"A journalist who is also a bad programmer, stylized in the style of Gary Larson"

Späte Genugtuung

Dieser Artikel wurde am 6.5.09 aktualisiert – siehe unten.

Das hier habe ich dann doch mit einer gewissen Genugtuung zur Kenntnis genommen:

Die Bahn hat offenbar 2007 Schatten-PR betrieben gegen den Lokführerstreik – zum einen, in Form etwa von Meinungsäußerungen in Foren und „User“-Videos, zum anderen über die Berliner Politikberatungs-Firma berlinpolis GmbH, die indirekt von der Bahn einen Auftrag erhielt: Die Bahn hatte die Lobbyfirma EPPA bezahlt, und die hat wiederum berlinpolis mit einem Auftrag bedacht.

Nun ist diese Firma berlinpolis während des Lokführer-Streiks im Oktober 2007 prominent in Erscheinung getreten – mit einer Umfrage, mit der belegt werden sollte, dass die Deutschen den Streik allmählich satt hatten. Was ja so unwahrscheinlich nicht klang – schließlich dauerte der Streik schon über ein Vierteljahr an – und vermutlich kaum aufgefallen wäre, hätte nicht wenige Stunden davor der ARD-Deutschlandtrend das genaue Gegenteil behauptet: die Deutschen hätten mehrheitlich Verständnis für den Streik. Als amtierender Redakteur vom Dienst bei hr-iNFO hatte ich an diesem Morgen Gelegenheit und Zeit, mich darüber zu wundern, und – seltener Luxus: der Sache in Ruhe nachzugehen. Also fragte ich nach. Was nicht in das Radiostück zum Thema passte, konnte ich in einen Blogeintrag im hr-iNFO-Blog stecken, den ich hier als Arbeitsprobe archiviert habe, leider ohne die zugehörigen Audios, das Interview mit dem berlinpolis-Geschäftsführer hier: [media id=31 width=400 height=20] Der Eintrag hatte die Ehre, ganz gut verlinkt zu werden; leider gibt es das hr-iNFO-Blog nicht mehr (was wieder eine andere Geschichte ist).

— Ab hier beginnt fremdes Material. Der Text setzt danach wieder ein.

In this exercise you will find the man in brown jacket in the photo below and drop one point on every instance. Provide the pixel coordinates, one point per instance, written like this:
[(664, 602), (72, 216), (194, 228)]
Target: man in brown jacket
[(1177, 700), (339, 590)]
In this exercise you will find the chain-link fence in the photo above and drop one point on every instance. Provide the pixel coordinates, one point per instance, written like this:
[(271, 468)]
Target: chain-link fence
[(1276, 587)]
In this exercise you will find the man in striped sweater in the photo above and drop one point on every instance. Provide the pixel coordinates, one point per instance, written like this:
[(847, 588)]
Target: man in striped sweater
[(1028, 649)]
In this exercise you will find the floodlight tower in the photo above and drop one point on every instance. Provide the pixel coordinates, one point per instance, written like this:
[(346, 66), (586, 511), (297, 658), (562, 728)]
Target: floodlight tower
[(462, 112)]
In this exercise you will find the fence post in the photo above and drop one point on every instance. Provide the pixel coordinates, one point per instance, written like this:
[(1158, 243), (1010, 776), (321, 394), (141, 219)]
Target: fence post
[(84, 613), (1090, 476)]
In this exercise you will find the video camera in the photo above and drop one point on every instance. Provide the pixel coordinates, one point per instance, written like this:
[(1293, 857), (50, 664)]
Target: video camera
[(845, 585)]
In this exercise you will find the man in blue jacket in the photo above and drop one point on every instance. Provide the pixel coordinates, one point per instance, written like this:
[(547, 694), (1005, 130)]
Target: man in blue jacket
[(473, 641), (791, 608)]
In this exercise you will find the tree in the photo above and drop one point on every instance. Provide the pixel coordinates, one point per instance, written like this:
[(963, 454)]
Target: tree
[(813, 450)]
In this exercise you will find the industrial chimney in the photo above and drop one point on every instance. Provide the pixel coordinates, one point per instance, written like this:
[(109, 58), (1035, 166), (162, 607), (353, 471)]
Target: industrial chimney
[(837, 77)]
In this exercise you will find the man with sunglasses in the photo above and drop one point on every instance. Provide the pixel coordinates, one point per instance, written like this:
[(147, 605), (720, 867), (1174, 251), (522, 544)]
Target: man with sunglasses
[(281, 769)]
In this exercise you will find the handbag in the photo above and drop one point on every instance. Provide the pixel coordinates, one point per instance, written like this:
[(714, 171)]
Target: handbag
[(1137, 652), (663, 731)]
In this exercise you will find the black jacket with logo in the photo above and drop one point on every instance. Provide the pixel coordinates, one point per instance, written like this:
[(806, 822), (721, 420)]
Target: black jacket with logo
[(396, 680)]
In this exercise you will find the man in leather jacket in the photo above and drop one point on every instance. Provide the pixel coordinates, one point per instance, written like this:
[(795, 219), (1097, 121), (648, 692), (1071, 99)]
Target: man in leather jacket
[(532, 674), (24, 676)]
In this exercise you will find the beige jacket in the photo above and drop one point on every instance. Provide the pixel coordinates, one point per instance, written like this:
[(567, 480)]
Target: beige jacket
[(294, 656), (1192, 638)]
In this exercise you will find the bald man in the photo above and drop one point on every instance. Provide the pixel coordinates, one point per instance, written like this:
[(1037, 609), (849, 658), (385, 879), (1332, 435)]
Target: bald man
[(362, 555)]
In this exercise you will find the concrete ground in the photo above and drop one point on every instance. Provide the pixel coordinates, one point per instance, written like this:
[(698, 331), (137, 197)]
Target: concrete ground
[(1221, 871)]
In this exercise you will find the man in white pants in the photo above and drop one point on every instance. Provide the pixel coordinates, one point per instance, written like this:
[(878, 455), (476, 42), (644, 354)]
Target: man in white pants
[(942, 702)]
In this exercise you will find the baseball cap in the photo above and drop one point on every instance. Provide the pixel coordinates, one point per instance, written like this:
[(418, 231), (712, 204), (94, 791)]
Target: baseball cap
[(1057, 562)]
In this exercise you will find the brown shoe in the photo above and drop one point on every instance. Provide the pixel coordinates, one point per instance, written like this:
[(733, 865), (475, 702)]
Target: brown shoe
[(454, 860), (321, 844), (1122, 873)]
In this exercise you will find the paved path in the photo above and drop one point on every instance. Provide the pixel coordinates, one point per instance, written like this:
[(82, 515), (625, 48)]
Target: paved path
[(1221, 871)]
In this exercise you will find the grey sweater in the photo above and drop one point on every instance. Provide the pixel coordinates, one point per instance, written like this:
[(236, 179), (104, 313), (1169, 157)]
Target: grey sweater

Was ich damals weder beweisen noch behaupten konnte, sondern allenfalls vermuten konnte, scheint Lobbycontrol jetzt belegt zu haben: Als mir berlinpolis-Geschäftsführer Daniel Dettling damals am Telefon sagte: “Wir sind keine Bahn-Lobbyisten, wir sind Zukunftslobbyisten”, da hat er nicht die volle Wahrheit gesagt.

Die tendenziöse Umfrage übrigens scheint nicht mehr auf den Seiten von berlinpolis zu finden zu sein.

berlinpolis und das Netz – eine Anekdote am Rande

Was berlinpolis übrigens auch geändert hat, ist das Redaktionssystem hinter der eigenen Webseite – inzwischen tut dort das großmächtige Redaktionssystem „Typo3“ seinen Dienst, damals präsentierten sie sich über ein hübsch angezogenes WordPress-Blog. Das führte dann in Zusammenhang mit meinem Blogeintrag mit einem Seiteninhalt, der berlinpolis auch nicht wirklich recht sein konnte: Der Webmaster hatte zwar die Möglichkeit zur Kommentierung unter Seiten und Artikeln abgestellt – hatte aber vergessen, dass Kommentare nicht nur eingegeben werden können, sondern auch von anderen Blogs automatisch erzeugt werden – über den „Trackback“-Mechanismus. Und das führte dazu, dass unter all den berlinpolis-Seiten ausgerechnet die eine zur Umfrage ausgerechnet einen Kommentar enthielt – einen Verweis auf den kritischen Eintrag in unserem kleinen Blog…

Nachtrag, 14:24 Uhr: Lobbycontrol hat die Hintergründe der Bahn-Einflussnahme recherchiert und in einer Kurzstudie zusammengefasst. Hier zum Download: „Die verdeckte Einflussnahme der Deutschen Bahn“ [pdf]

Nachtrag, Stand 3.6.: Nachdem berlinpolis sich in der vergangenen Woche zu einem Dementi genötigt sah, das nicht nur nach Ansicht von Lobbycontrol keins ist, recherchieren eifrige Redaktionen weiter – und sind unter anderem bei mir gelandet: Ob sich der O-Ton von Herrn Dettling nicht doch irgendwo auftreiben ließe? Nun, sonst hebe ich eigentlich alles auf – in diesem Fall war’s aber reiner Zufall: auf einem der hr-online-Server in einem vergessenen und längst nicht mehr verlinkten Verzeichnis fand sich der Mitschnitt des Gesprächs mit dem berlinpolis-Gründer; hilfsbereiten Kollegen sei dank.